Mary Rose Cook

The Mars Volta

Here, according to, are the bands I have listened to the most over the last seven years. I have put in bold the bands that feel like a part of my identity. When I think about these bands, I get a warm glow. When I talk about them, I say “I fucking love”.

Dear and the Headlights
Sunset Rubdown
Bob Dylan
Des Ark
The Paper Chase
The Mars Volta
Animal Collective
The Blood Brothers
The Acorn
Xiu Xiu
Joanna Newsom
Beach House
Arcade Fire
Hurray for the Riff Raff
A Silver Mt. Zion

These identity bands have some common traits.

One. I love at least two of their records. Dear and the Headlights: both of their albums. Sunset Rubdown: all of their albums. Women: both of their albums. Des Ark: all of their live acoustic records. The Paper Chase: Now You Are One of Us and God Bless Your Black Heart. A Silver Mt. Zion is the exception, here. Horses in the Sky is one of my top ten records, ever. The rest of their albums probably aren’t even in my top fifty.

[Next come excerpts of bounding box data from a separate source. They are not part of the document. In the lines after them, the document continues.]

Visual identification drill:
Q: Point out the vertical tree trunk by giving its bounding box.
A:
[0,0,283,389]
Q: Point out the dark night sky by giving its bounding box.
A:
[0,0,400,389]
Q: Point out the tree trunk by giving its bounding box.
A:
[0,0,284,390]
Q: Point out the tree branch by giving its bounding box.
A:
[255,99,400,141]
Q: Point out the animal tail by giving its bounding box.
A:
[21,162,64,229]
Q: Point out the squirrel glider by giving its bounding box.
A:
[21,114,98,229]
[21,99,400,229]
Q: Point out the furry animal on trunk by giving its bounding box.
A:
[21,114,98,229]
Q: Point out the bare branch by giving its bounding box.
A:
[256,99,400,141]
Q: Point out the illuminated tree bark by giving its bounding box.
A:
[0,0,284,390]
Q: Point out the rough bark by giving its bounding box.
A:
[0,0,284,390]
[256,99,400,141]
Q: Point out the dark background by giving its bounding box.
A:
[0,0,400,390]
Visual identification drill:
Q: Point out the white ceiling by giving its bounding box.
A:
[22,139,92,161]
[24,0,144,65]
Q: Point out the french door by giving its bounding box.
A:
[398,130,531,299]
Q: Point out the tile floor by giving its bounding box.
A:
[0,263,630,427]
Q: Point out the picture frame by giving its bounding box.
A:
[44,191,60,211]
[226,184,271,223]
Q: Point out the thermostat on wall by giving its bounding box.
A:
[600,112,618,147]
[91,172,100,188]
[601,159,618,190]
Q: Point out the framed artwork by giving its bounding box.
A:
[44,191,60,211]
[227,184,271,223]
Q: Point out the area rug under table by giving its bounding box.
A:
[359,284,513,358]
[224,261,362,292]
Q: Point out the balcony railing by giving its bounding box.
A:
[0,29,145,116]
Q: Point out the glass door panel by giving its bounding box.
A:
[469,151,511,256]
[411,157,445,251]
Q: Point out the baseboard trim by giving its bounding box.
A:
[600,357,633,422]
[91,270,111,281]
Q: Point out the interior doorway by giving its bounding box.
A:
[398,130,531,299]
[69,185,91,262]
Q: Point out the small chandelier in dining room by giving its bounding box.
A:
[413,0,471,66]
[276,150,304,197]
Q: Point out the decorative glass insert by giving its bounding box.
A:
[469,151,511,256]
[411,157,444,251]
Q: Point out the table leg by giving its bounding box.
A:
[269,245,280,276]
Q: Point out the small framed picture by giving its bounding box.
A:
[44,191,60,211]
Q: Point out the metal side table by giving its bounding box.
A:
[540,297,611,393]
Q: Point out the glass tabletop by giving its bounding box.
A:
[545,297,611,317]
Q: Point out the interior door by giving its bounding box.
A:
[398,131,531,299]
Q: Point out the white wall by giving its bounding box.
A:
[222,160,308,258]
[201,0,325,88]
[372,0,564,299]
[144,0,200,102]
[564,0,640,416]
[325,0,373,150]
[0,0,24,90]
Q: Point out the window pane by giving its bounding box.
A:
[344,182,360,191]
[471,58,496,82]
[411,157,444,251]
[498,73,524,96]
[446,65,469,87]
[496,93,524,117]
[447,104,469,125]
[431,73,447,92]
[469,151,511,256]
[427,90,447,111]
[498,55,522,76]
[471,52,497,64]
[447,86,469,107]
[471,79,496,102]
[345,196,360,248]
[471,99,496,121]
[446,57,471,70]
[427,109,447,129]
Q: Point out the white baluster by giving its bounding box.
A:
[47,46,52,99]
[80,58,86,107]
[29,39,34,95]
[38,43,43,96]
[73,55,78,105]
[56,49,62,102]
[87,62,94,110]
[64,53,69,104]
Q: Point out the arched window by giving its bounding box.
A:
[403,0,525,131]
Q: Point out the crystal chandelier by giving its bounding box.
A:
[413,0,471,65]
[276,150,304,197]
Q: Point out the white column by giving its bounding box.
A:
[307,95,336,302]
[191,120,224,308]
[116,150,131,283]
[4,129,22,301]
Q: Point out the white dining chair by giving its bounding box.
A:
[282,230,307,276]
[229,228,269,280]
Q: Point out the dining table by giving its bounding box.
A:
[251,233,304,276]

Two. I admire the aesthetic they achieve. Dear and the Headlights. The most beautiful melodies by anyone, ever. Bob Dylan. The deeper you go into his lyrics, the more you find. Women. The Beach Boys as a noise rock band. The Paper Chase. Find the most beautiful melody, then destroy it with how hard you feel it. Des Ark. Equate the art with the artist. Aimée Argote puts no distance between her manifestation in real life and her manifestation in her art. She makes music that, when heard, might be detrimental to her actual life.

Three. I find pieces of their music very meaningful. It is hard for me to cite examples, because music is so far from words. Not only is it impossible for me to explain why I love Bob Dylan’s line, “Let me dance beneath the diamond sky with one hand waving free”, but it’s precisely because of its wordless meaning that I like it, and it was Dylan who taught me that alogical emotion is worthy of trust.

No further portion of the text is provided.